In the “Dictionary of the D'skuban language” from samcoppini, the words from a computer-made language are defined in terms of a real vocabulary.



The novel "The Finder" (PDF) from thricedotted talks about how a computer learns to do everything that people do with the help of the wikiHow website.



Simulation



A good story needs a plot and development. One of the ways to achieve this is simulation. The author of the program creates a certain world and describes the rules by which it functions. And then simply lists the events that take place in this world. If these events are interesting, the plot also turns out to be interesting. It looks like a computer game, but you do not play it, but read the log.



Heroes of the fantasy stories series from mattfister go to different places. If they run out of food, they go hunting or fishing, and when they are tired, they set up camp. Sometimes they encounter enemies that they have to fight.



Similarly, the characters in the flexo novella roam the arena and fight when they meet.



In addition to battles, there are other simulations. In the “Evening of a Rainy Day” by cpressey, Alice and Bob play cards. In the nothings novel, Hannah solves the problem of the Tower of Hanoi (twelve disks were enough for 50,000 words). In the Flora and Fauna of amarriner, the botanist looks for a way out of the maze, meeting animals and plants along the way.



Sometimes authors pretend to move around the real world. In “Around the World for X Wikipedia Articles” from kevandotorg, Phileas Fogg and Paspartu make a world tour, telling the facts about the places they visit. Greg-kennedy ’s Eliza’s Book provides a detailed route of Moses’s forty-year journey across the desert (even a map!).



High-level plot generation



Another approach to plotting is to form the main plot points, and then expand them into a detailed text. cpressey implemented it in “Fate's Time” and described in a post how its plotting works.

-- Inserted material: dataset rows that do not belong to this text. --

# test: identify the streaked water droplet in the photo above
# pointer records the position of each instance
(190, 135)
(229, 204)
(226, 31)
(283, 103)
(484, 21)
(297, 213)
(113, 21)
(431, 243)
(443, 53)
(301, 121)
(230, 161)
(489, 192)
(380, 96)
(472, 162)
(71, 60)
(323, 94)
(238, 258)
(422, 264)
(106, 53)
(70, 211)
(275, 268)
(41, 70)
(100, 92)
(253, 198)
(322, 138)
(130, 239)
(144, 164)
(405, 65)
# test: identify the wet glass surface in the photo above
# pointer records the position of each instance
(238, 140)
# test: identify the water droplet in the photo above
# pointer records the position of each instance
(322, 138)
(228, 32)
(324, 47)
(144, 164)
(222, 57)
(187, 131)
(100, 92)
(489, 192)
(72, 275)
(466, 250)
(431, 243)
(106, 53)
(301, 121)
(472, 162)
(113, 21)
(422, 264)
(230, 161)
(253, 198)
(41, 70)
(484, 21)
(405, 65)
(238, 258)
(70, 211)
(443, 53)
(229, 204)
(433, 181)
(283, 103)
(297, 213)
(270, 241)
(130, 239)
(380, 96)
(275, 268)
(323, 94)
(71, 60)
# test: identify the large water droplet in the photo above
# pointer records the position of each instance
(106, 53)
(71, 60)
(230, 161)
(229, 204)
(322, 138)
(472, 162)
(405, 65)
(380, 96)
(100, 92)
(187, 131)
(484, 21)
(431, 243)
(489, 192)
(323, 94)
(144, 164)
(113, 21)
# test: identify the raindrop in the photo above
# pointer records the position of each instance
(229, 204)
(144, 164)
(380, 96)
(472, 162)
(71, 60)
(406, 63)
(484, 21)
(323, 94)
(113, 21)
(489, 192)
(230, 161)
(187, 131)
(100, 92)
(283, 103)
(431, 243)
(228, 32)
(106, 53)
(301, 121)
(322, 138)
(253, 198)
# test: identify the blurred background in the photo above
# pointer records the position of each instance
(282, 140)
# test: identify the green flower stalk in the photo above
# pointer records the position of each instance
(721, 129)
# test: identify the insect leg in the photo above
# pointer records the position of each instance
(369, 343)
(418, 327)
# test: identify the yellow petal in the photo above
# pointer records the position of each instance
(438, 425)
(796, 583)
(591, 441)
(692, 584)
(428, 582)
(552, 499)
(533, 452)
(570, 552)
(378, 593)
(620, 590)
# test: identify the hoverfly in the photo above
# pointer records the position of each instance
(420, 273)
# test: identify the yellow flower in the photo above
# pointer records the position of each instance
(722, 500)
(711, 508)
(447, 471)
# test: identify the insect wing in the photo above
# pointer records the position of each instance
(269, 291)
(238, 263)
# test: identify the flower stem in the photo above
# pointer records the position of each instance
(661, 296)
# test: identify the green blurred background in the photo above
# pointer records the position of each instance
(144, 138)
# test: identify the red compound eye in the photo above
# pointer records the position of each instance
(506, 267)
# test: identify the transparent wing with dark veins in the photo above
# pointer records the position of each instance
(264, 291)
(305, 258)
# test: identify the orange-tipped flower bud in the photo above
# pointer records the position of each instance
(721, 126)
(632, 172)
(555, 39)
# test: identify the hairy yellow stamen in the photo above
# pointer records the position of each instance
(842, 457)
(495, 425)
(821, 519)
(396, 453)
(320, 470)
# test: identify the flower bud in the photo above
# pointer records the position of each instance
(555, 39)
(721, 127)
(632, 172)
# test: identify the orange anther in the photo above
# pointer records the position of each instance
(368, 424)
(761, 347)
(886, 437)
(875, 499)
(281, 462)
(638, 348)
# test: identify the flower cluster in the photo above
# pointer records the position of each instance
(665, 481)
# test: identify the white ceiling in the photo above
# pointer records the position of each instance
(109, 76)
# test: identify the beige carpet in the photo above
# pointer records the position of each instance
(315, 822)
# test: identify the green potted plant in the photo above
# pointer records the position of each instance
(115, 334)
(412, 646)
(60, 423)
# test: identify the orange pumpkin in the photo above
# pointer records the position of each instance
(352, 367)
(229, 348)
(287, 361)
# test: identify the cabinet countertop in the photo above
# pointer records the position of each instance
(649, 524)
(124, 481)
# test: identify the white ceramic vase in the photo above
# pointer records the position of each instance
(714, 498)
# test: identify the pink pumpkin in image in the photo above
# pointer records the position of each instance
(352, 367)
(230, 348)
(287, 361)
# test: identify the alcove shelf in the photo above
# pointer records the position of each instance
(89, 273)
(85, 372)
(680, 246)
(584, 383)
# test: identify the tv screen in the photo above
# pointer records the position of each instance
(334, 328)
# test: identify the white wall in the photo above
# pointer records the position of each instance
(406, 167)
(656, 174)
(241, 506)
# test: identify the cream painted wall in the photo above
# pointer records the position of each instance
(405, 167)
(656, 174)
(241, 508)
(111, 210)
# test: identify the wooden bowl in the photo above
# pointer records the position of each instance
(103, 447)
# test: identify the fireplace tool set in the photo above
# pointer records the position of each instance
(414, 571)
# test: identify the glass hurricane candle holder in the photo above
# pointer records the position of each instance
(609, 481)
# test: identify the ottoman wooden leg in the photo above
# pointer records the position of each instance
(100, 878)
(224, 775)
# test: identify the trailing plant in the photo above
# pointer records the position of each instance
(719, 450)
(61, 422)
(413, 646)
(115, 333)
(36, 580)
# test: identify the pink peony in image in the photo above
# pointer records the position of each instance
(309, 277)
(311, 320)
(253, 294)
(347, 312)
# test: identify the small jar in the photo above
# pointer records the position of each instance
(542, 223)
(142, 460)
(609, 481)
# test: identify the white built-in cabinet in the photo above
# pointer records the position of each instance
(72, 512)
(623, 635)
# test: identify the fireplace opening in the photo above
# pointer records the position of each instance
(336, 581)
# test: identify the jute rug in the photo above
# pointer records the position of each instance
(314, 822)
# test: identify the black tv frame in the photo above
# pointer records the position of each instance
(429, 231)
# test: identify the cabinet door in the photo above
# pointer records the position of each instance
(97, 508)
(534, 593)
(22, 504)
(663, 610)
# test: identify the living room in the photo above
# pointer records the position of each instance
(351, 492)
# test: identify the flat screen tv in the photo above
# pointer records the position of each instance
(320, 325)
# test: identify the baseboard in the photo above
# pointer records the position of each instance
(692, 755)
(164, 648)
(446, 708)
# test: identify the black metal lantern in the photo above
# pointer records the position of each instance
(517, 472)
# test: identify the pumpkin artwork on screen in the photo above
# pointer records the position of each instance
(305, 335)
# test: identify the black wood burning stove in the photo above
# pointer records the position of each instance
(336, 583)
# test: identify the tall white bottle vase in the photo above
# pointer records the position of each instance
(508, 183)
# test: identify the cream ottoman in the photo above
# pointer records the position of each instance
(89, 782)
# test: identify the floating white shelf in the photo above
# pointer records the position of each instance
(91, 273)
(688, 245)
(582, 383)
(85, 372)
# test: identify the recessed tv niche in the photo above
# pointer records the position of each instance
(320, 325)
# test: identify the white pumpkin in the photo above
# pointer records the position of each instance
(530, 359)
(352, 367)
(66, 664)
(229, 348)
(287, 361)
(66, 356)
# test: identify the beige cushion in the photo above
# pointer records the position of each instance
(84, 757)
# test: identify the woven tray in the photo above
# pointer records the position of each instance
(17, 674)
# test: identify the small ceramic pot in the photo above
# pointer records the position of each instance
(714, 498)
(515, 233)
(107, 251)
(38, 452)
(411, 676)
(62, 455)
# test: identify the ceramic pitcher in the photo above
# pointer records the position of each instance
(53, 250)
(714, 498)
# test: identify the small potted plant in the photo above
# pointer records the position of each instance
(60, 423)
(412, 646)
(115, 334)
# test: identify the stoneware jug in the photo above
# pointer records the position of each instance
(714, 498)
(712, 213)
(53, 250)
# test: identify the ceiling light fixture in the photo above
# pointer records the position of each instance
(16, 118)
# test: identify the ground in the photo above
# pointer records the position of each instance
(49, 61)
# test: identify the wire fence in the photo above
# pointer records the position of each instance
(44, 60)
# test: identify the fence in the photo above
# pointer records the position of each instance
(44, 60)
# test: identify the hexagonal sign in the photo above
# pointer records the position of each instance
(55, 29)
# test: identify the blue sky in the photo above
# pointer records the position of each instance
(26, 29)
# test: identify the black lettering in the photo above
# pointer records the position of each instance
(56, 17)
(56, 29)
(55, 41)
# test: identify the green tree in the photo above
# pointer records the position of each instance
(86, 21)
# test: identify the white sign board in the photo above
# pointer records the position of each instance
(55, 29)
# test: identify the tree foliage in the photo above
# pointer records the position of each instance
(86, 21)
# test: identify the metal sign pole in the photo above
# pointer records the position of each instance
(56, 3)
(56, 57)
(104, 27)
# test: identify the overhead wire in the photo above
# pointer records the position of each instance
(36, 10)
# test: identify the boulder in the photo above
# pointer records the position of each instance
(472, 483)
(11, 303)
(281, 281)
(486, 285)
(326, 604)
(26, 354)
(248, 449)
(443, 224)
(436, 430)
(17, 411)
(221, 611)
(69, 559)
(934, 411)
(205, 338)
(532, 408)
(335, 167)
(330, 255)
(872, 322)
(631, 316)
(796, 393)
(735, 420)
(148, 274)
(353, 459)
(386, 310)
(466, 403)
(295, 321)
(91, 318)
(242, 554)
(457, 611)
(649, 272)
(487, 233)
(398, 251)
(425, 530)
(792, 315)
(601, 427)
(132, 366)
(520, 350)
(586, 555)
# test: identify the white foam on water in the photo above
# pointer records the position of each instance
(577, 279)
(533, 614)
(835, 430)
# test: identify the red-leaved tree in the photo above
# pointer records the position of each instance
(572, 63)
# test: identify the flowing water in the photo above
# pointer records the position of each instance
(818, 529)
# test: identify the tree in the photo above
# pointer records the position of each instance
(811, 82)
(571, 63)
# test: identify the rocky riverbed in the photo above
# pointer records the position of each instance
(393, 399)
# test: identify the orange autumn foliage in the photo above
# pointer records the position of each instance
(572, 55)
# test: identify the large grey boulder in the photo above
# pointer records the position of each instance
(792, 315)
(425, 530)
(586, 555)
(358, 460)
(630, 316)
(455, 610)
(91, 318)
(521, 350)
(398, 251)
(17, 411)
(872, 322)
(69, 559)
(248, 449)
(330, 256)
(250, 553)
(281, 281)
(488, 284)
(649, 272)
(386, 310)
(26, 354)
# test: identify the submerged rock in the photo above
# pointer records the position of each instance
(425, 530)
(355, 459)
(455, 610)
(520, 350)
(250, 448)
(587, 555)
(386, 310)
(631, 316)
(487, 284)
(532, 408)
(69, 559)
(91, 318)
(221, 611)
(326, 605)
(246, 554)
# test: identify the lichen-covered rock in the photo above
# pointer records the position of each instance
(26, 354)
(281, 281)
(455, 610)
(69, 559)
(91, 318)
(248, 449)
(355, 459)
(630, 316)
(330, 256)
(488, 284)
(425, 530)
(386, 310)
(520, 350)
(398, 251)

The history compiler starts with a simple sequence:



 [, *, ] 


Instead of an asterisk, the compiler can insert any events with its beginning and end:



 [, [, *, , *], ] 


When there are enough events, you can remove all the asterisks from the sequence, and divide the events themselves into smaller ones:



  = [, ]  = [, ]  = [, ]  = [, ] 


After that, it remains to turn each event into its final description in the short story.



Other formats



Sometimes the authors depart from the format of the story. I have already mentioned several similar ones, but here's another:





Graphic Works



Authors are not always limited to textual novels. doldrumorchids for “No People” takes pictures from Google Panoramas, recognizes objects on them, and then inserts descriptions of similar objects from works from “Project Gutenberg”.



“Seraphims” by lizadaly is a mysterious manuscript with pictures, written in an unknown language (with symbols from the Voynich manuscript).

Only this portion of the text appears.